When we made our first trip of the 2013-14 season to Draddy Gym for an early November practice before eventually getting to see Manhattan in 22 games, what stood out was the depth that Steve Masiello had built for the Jaspers, making them into not just a tough mid-major, but a roster that could stand up to any program in the nation. Two season-opening victories, a double-overtime thriller at La Salle followed by George Beamon's last-second heroics against Columbia only confirmed that suspicion.

A valiant loss to Fordham dropped Manhattan to 3-2 on the young season, but what happened from there only solidified the Jaspers as a threat on any given night, as the pride of Riverdale ripped off an eight-game winning streak highlighted by a convincing win at South Carolina, the first win for the program against a team from the Southeastern Conference since Bobby Gonzalez and Luis Flores led Manhattan to the biggest victory in school history, their 75-60 upset of nationally ranked Florida in the 2004 NCAA Tournament.

Then, the 2014 version of Flores, senior shooting guard George Beamon, landed hard on his shoulder while diving for a loose ball against Quinnipiac and did not return to the game. Manhattan fought on gamely without their leader, falling short by just five points to the Bobcats before managing to go 2-1 in Beamon's absence from the lineup, including a tour de force effort from fellow senior Michael Alvarado to erase a 10-point second half deficit against Marist to defeat the Red Foxes 86-79 in overtime.

"Adversity reveals who you are at all times," Masiello instructed those assembled for his postgame press conference after Alvarado's 33 points guided the Jaspers to an improbable comeback. "When you can survive when you're supposed to go down, you're going to live a long time."

Losses in three of four games, most notably a shocking defeat to a Fairfield team previously winless in MAAC play, dropped Manhattan to 7-4 in the league, two games behind bitter adversary Iona, whose win over the Jaspers on January 31 made it seem as though the Gaels would run away with the regular season championship. Yet the Jaspers, perhaps spurred by Masiello's adversity comment of three weeks prior, would only lose once the rest of the way going into the MAAC tournament in Springfield, capturing nine of their ten final regular season contests in a stretch that saw Emmy Andujar kill Iona yet again in a dramatic overtime victory two days before RaShawn Stores shut down conference Player of the Year Billy Baron to seal a sweep of Canisius, giving Manhattan the No. 2 seed going into the postseason.

Wins over Saint Peter's and a demon-exorcising victory over Quinnipiac set up a dream rubber match between the Jaspers and Iona, one in which Masiello made a case for both teams to be included among the NCAA Tournament field before the opening tip.

Each side played like they were deserving of such an honor, with neither the Jaspers nor Gaels giving in after inefficiency at the free throw line kept Iona alive even as Manhattan threatened to drive away. With the score 70-68, Tim Cluess called a timeout following an A.J. English dunk, leading to a foul on Jasper swingman Donovan Kates; a normally reliable free throw shooter, but in this moment, only successful on the first of two attempts.

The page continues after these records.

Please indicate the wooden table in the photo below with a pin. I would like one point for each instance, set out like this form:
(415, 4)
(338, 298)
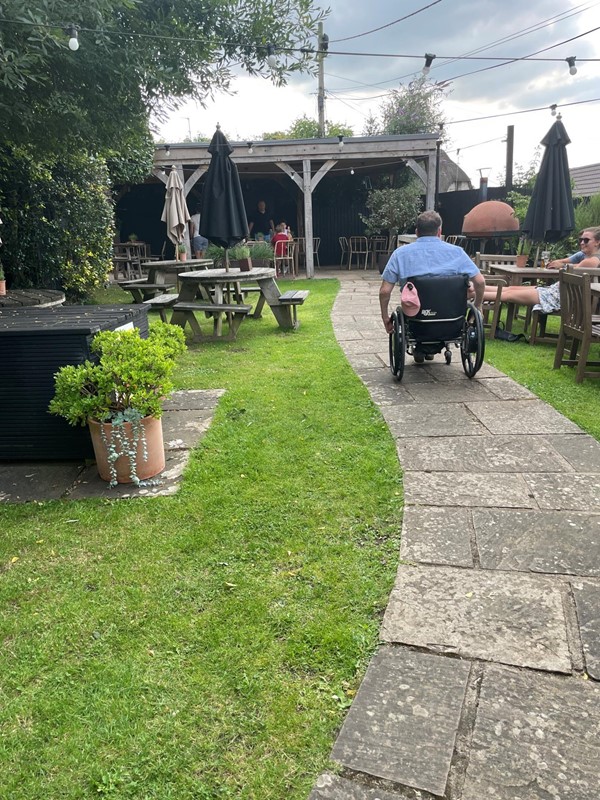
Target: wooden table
(162, 275)
(217, 287)
(516, 276)
(23, 298)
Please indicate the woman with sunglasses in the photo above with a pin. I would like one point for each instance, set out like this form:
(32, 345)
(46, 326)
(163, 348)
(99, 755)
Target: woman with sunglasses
(547, 298)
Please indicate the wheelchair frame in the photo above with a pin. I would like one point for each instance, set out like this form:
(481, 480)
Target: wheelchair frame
(471, 341)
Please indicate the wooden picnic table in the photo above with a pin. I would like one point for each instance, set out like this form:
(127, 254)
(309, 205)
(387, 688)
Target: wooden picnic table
(221, 296)
(23, 298)
(516, 276)
(162, 276)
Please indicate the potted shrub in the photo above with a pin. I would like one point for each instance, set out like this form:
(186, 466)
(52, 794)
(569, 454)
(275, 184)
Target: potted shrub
(120, 397)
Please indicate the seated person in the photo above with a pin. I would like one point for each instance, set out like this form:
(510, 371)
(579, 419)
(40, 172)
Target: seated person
(428, 255)
(547, 298)
(278, 240)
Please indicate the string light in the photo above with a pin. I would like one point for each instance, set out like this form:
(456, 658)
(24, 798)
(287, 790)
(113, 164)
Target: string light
(71, 32)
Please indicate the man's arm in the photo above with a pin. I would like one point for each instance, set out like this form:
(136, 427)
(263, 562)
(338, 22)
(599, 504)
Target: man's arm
(385, 293)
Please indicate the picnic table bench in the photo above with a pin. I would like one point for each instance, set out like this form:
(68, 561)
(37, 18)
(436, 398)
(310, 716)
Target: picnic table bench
(234, 313)
(286, 305)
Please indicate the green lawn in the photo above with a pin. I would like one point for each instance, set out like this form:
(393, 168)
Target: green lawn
(533, 367)
(207, 645)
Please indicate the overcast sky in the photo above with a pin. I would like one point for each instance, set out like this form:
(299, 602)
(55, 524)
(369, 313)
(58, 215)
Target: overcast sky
(448, 28)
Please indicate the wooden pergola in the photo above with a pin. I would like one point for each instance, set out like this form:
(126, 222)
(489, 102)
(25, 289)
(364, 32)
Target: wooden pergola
(307, 161)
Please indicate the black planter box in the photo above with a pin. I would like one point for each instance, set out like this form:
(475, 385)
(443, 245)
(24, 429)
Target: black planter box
(34, 344)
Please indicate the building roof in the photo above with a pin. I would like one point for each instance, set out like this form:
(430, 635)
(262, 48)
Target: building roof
(586, 180)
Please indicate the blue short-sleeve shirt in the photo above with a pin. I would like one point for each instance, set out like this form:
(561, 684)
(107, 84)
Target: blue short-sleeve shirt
(428, 255)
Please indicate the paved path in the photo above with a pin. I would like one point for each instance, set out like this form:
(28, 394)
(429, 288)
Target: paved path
(485, 683)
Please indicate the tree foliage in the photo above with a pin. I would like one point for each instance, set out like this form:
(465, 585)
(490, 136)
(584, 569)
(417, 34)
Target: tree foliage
(415, 108)
(134, 57)
(393, 210)
(306, 128)
(58, 221)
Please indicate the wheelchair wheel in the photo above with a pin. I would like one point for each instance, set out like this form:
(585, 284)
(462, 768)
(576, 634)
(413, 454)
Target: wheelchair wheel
(472, 346)
(397, 345)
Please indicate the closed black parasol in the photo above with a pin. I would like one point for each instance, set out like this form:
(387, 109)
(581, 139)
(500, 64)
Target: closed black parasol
(550, 214)
(223, 219)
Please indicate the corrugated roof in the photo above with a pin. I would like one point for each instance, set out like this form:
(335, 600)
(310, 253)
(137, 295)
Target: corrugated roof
(586, 180)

With no timeouts and only 16.3 seconds remaining, Iona drove the length of the floor, but was unable to get a decent look at the basket due to Manhattan's suffocating defense against both English and Sean Armand, forcing forward David Laury to take an off-balance three-pointer that grazed the rim as time expired, avenging a 60-57 loss the Jaspers had suffered to these same Gaels on this stage one year prior.

"I can't even put it into words," a jubilant yet humble Masiello remarked after the win. "We've just been through so much."

The best was yet to come, however, as Manhattan was rewarded for its efforts with the No. 13 seed in the Midwest Regional and a matchup with reigning national champion Louisville, whose Hall of Fame head coach Rick Pitino groomed Masiello for six years prior to his return to Riverdale in 2011. For over 38 minutes, however, the team described as a mirror image of the Cardinals executed the Louisville playbook step by step to the tune of a 60-58 lead late in the second half. Louisville took the lead for good with four unanswered points preceding two Luke Hancock threes, the first coming after a pump fake fooled Beamon into jumping prematurely, the second an uncontested shot with 27.5 seconds left to vault Louisville to a 71-64 win. However, the star was Masiello, who was praised by his mentor Pitino on national television for "one of the best coaching jobs" he had seen in his 39 years in the game.

Beamon, Alvarado and Rhamel Brown may be gone from a team that embodied their New York roots and embraced its role as the scrappy underdog who stands with Goliath shot for shot, but that does not mean Manhattan has faded into the sunset. The core of last season's team is back for an encore, and, with a coach who has now proven that he can make some magic happen, a return to the field of 68 is possible once more.